元々、小猫の運動神経は悪くない。ただ、水に対する恐怖心の様なものがあっただけでコツさえつかめばビート板有りならば沈む事すらもあり得ない。
ぱちゃぱちゃと水を蹴りながら進む小猫を眺め、冥利は頷く。
「その感覚忘れるなよ。力んだら、沈む……んじゃあ、次はビート板無しでやってみるか」
「えっ……」
「心配すんな、手は握っててやるよ」
「……」
「そんなに怖いなら。まずは背面浮きだな。顔浸けなくて良いし」
「出来ますか?」
「だから、支えてやるって」
両掌で小猫の後頭部を包むようにして持つ冥利。
指導が続く中、そんな二人をグレモリー眷属の面々は眺めていた。
「髪の色が違うのに目を瞑れば、兄妹みたいよねあの子たち」
「そう、ですわね……」
「気になるのなら、混ざってきても良いのよ、朱乃」
「いえ、そういう訳では……」
「つーか、沖草の奴上着脱がないんすね」
「そうだね。あのまま水の中に入ってるのは、張り付いて煩わしいと思うんだけど」
「では、私が回収してこよう。ついでに……フフッ、師匠の荷物持ちも弟子の仕事だからな」
意気揚々と二人の元へと足を向けるのはゼノヴィアだ。こういう時、彼女は物怖じしないというか、しり込みしないというか。決断力と行動が密接だった。
「師匠!上着を預かろうじゃないか!」
「……何だ、藪から棒に。というか、俺はお前の師匠じゃねぇよ」
「まあ、そう言うな。上着を着たままに水に入れば不快感があるのではないか?」
「いや、うん……無い訳じゃねぇけどよ……ま、お前らしか居ないしな」
特段渋る理由もなく、冥利は仰向けに浮かぶ小猫を誘導してプールサイドへと持ち上げ座らせると、自分は徐に前面のジッパーへと手を掛けた。

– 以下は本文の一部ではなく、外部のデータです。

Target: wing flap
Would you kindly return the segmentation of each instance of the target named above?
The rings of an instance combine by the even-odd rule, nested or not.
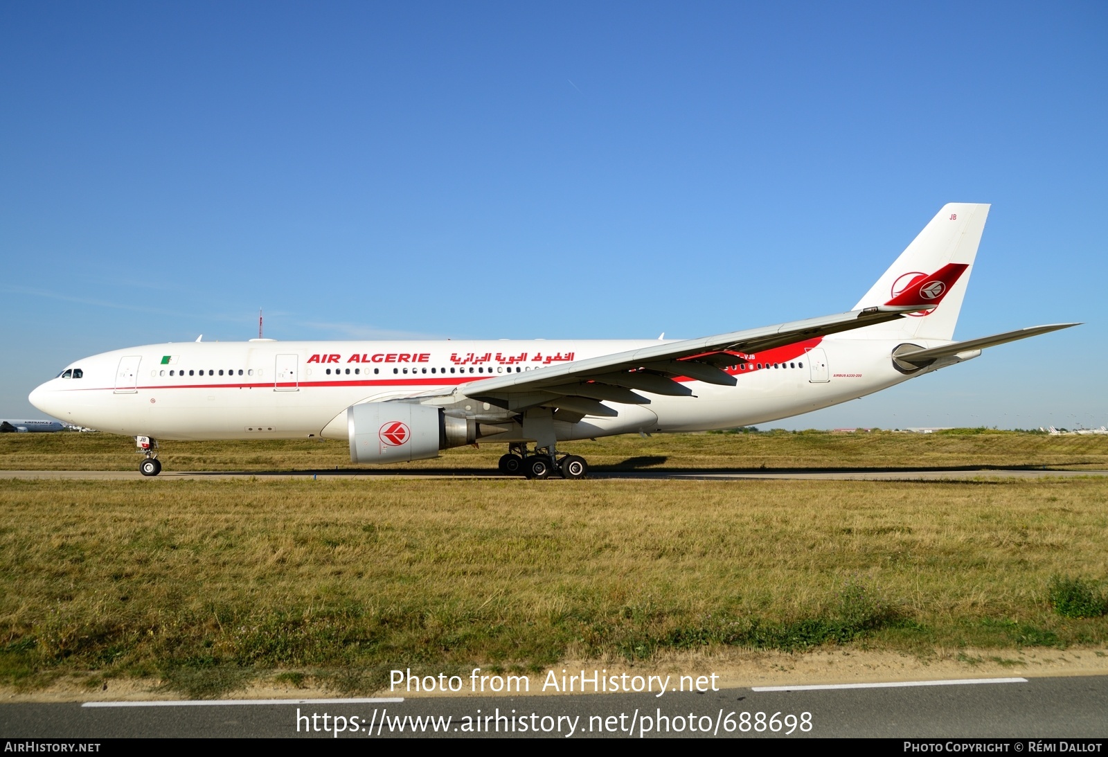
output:
[[[709,352],[724,352],[728,350],[739,352],[757,352],[766,349],[772,349],[774,347],[783,347],[784,345],[791,345],[796,341],[802,341],[804,339],[813,339],[815,337],[828,336],[830,334],[839,334],[841,331],[849,331],[851,329],[872,326],[874,324],[896,320],[903,317],[904,313],[911,313],[912,310],[917,309],[919,306],[915,305],[882,305],[879,307],[869,307],[864,310],[851,310],[850,313],[823,316],[821,318],[794,320],[787,324],[779,324],[777,326],[746,329],[742,331],[730,331],[728,334],[701,337],[699,339],[663,342],[652,347],[642,347],[639,349],[628,350],[626,352],[616,352],[614,355],[604,355],[596,358],[575,360],[560,366],[540,368],[538,370],[529,371],[526,374],[513,374],[511,376],[470,381],[469,383],[461,385],[458,388],[458,391],[459,393],[468,397],[488,395],[490,392],[495,392],[496,395],[514,395],[517,392],[529,392],[538,389],[548,390],[548,388],[556,387],[558,385],[565,385],[581,378],[587,378],[603,383],[625,387],[627,389],[642,389],[643,391],[666,395],[690,395],[690,390],[687,390],[685,387],[680,387],[680,385],[676,381],[666,379],[663,376],[654,376],[654,378],[661,379],[663,381],[669,381],[669,383],[675,388],[680,387],[681,389],[685,389],[685,391],[679,391],[675,388],[663,391],[648,389],[644,386],[644,378],[650,375],[638,371],[637,369],[650,362],[668,362],[670,360],[683,359],[684,361],[693,361],[696,360],[697,356],[702,356]],[[738,360],[725,365],[735,365],[735,362],[738,362]],[[715,369],[715,367],[708,362],[699,364],[699,368]],[[693,370],[698,370],[698,368],[688,366],[683,369],[680,374],[689,376],[689,371]],[[689,378],[697,377],[689,376]],[[665,383],[659,385],[657,382],[655,382],[655,385],[660,387],[667,386]]]

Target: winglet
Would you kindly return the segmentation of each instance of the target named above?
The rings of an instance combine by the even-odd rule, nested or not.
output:
[[[946,296],[946,293],[951,290],[954,283],[958,280],[968,267],[965,263],[947,263],[930,276],[920,274],[900,294],[885,303],[885,305],[921,308],[935,307],[943,301],[943,297]]]

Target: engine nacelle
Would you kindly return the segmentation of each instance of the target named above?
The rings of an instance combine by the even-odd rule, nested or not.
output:
[[[410,402],[347,408],[351,462],[408,462],[439,457],[442,410]]]
[[[362,402],[347,408],[351,462],[409,462],[439,450],[502,433],[499,426],[454,418],[442,408],[412,402]]]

引き下げられ、露になるのはギリシャの彫刻の様な筋肉質な体。
そして、右肩甲骨辺りに広がる、灰色の痣群。
「先輩、ソレは……」
「生まれた時からある痣だ。灰色で、菊の花みたいだろ?プールやら温泉に行くと入れ墨に間違われて面倒だからな」
小猫の問いに答えながら、冥利は左手で右肩を撫でる。
痛みは無いが、懸念事項は自分の寿命。痣者は等しく二十五歳で死ぬ。
あの最後の戦いで生き残る事の無かった冥利だが、生き残った者たちの大半はこの痣が発現していた。その結果がどうなったのか、彼には分からない。
では、今生ではどうなのか。
菊の花の様に時が来れば散ってしまうのか、或いは菊花石の様に長く長く留まり続けるのか。
彼にもそれは、分からなかった。